Par la volonté divine, le pilote Algérien d'hélicoptère¹ qui devait les amener en mission d'encadrement au front de ce qu'on appelle «la guerre des sables 63», avait perdu la boussole et s'est trompé de direction en atterrissant, involontairement, aveuglé, sans s'aperçoit du drapeau Marocain, flottant librement, dans une localité frontalière (Ain Chouater) dépendant administrativement de la province de Ksar Es Souk.
Etaient à bord neuf gros poissons : Cinq officiers Egyptiens et quatre autres Algériens, dont Liamine Zeroual à citer ci-dessous. A leur descente d'avion, ont été encerclés et appréhendés par de simples agriculteurs , rien qu'avec des bâtons et faucilles à la mains.
Quand ils étaient escortés par des éléments des FAR en direction de Rabat, j'étais sur place parmi les curieux, venus découvrir l'événement à leur passage à Boudenib et pour la première fois, j'entendais parler un juif Marocain présent qui criait et répétait avec soulagement, je cite : «yess'qott, Nacer d'yalkom-yehraq bokom ou bo'dzaer d'yalkom».
C'était une perfidie du régime d'Alger, que le Maroc avait profité diplomatiquement, à sa faveur, quand Feu Hassan II décida de remettre, en humiliation à Abdenacer et au vu du monde, les officiers capturés en plein sommet arabe tenu au Caire (1964), sans se donner d'importance aux même capturés Algériens, lesquels se sont faits expulsés par voie frontalière.
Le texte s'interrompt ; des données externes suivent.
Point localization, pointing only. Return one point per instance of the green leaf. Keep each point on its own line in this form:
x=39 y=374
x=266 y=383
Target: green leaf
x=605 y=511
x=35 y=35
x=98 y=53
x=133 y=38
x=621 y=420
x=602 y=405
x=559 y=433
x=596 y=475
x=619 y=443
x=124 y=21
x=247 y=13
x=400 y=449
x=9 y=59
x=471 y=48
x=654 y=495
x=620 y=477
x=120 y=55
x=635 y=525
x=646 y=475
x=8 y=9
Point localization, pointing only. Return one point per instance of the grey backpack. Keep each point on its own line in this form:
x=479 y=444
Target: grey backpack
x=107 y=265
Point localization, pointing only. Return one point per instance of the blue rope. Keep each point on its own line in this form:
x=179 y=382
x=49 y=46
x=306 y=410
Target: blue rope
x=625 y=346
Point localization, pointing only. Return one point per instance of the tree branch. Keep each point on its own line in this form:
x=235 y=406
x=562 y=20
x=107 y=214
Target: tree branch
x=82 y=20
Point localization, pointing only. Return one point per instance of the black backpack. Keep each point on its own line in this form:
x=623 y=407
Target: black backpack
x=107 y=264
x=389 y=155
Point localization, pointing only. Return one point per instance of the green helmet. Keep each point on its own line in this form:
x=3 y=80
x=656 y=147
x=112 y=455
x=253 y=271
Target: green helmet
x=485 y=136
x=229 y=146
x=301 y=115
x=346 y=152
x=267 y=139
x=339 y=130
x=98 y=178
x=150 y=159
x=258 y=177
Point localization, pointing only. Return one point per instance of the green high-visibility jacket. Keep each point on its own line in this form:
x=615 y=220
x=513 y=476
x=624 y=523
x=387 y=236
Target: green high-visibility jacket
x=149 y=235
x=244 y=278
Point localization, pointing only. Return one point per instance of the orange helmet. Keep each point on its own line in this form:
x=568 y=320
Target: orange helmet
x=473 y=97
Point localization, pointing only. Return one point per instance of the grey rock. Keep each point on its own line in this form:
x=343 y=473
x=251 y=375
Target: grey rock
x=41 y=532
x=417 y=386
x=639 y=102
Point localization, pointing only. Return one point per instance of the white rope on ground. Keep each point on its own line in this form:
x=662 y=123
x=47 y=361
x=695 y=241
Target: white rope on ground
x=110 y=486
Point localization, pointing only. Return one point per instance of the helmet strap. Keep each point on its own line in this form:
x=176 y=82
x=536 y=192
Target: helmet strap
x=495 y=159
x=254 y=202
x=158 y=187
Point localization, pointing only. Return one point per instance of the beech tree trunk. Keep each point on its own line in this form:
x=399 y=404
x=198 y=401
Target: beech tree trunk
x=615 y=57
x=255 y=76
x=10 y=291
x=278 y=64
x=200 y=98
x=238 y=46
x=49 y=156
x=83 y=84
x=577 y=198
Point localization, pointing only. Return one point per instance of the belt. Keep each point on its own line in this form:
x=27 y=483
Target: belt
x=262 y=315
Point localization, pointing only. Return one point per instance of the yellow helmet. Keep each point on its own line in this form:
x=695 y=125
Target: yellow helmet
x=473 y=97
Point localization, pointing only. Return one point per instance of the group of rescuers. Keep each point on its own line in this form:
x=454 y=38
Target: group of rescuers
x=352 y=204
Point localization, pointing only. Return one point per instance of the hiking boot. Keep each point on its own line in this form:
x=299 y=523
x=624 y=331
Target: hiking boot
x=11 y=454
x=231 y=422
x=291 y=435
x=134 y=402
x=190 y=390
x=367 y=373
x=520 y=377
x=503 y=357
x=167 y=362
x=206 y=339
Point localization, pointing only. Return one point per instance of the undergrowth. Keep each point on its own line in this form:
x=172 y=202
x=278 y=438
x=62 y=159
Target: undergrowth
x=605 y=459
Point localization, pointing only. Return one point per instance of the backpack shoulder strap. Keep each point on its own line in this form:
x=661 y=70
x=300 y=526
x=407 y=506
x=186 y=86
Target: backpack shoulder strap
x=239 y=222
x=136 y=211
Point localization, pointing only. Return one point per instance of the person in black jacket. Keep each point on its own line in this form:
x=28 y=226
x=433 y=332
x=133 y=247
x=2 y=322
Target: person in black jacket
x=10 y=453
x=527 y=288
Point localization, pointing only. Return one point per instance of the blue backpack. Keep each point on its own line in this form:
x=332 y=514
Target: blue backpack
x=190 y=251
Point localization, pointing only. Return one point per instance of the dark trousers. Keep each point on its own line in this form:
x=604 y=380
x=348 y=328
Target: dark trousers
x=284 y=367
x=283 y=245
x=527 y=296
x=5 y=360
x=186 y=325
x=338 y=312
Le président Algérien à traiter ici, est un dépourvu, comme ses prédécesseurs de toute crédibilité d'homme d'Etat, il s'agit du dénommé -Liamine Zeroual- un petit-lieutenant devenu président de l'Algérie, qui par coïncidence, se fut capturé avec de gros poissons Egyptiens venus encadrer l'Adjudant Ben Bella, dans sa sale guerre contre le Maroc qui décida furtivement, d'égorger de sang froid, des Mokhaznis, endormis aux postes de Hassi Beida et Tinjoub dans la province d'Ouarzazate.
Le cas de Zeroual n'était pas sans rappeler ses prédécesseurs, qui n'avaient reçu qu'une instruction primaire ou secondaire, à l'exception de sa formation militaire Soviétique et Française. Cette pratique était courante dans l'armée algérienne, qui combinait les deux écoles de pensée et intégrait parfois ses éléments en institutions arabes anti impérialisme.
Les informations relatives au contexte socioculturel des présidents algériens étaient essentielles pour comprendre la perception qu'en avait le public Algérien et son évolution au fil du temps. Cette perception n'était pas uniquement déterminée par le niveau d'études, l'origine sociale ou le parcours professionnel du président, mais aussi par les niveaux, intellectuel et politique des Algériens eux-mêmes.
Ce niveau bas d'instruction a connu une progression significative au début de l'indépendance de l'Algérie, se satisfaisant d'un président n'ayant reçu qu'une instruction primaire ou Coranique, mais auraient aussi été moins enthousiastes à l'idée d'un président ne dépassant pas la culture politique de «Gomistes!» d'autrefois (Groupement Français d'Outre-Mer). qui glorifiaient et exaltaient la France avec grandes fierté et insistance.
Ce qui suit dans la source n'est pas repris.